How to Deal With an Ungrateful Selfish Attitude


It’s frustrating when your child is so selfish that she expects everything to be handed to her upon her command, but it’s even more frustrating when she doesn’t even attempt to seem grateful for the things you do on her behalf. Giving your child everything she wants without making her work for it and not teaching her about the value of hard work and earning will only make her more selfish and less grateful. This feeling of entitlement is not something that will go away on its own.

  • Teach your child to put herself in your shoes, advises Family Education, part of the Pearson Education, Inc. family. For example, when your ungrateful daughter doesn’t make an effort to thank you for carving time out of your schedule to take her shopping for a pair of $100 jeans, tell her you want her to pretend to be you while you pretend to be her. Tell her you want her to make your bed, make your lunch, clean your room and spend all her money on you without being thanked for doing so. Knowing how her behavior makes you feel will help her change her ways.

  • Require that your child earn an allowance and use it for the things she wants. Don't buy everything for her, advises Domenick Maglio, Ph.D., psychologist. Selfish and ungrateful children can quickly change their attitude when they have to work hard to earn money to buy stuff.

    Require that your child do chores around the house to earn an allowance and then pay her only on a specific day each week. Teach her that her money is hers and she can do what she wants with it, but she will not get anymore unless she does her chores and waits for the next payday. This will teach her that money is earned through hard work and it will make her more appreciative of the things she buys with her own money.

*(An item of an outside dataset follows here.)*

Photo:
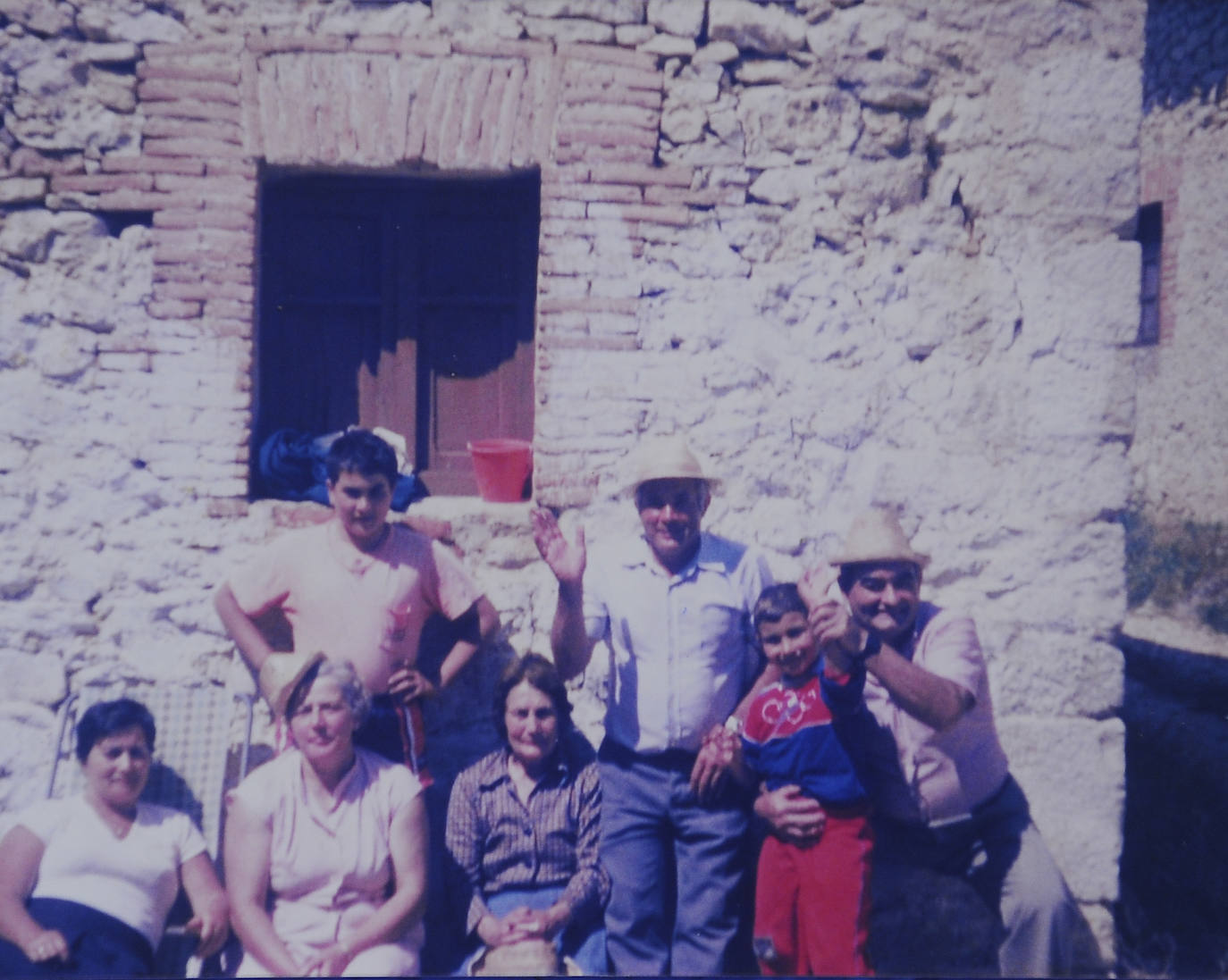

  • Stop tolerating selfish behavior, advises Family Education. For example, tell your child that her selfish behavior is reprehensible and will no longer be tolerated. Anytime you catch her behaving selfishly, you will enforce a consequence. Consider withholding privileges, such as playing on the computer or watching television. Warn her about the possible natural consequences of her inappropriate behavior. For example, her friends may stop playing with her because she always wants things her way.

Tips & Warnings

  • Praise your child when she acts generously and displays gratitude.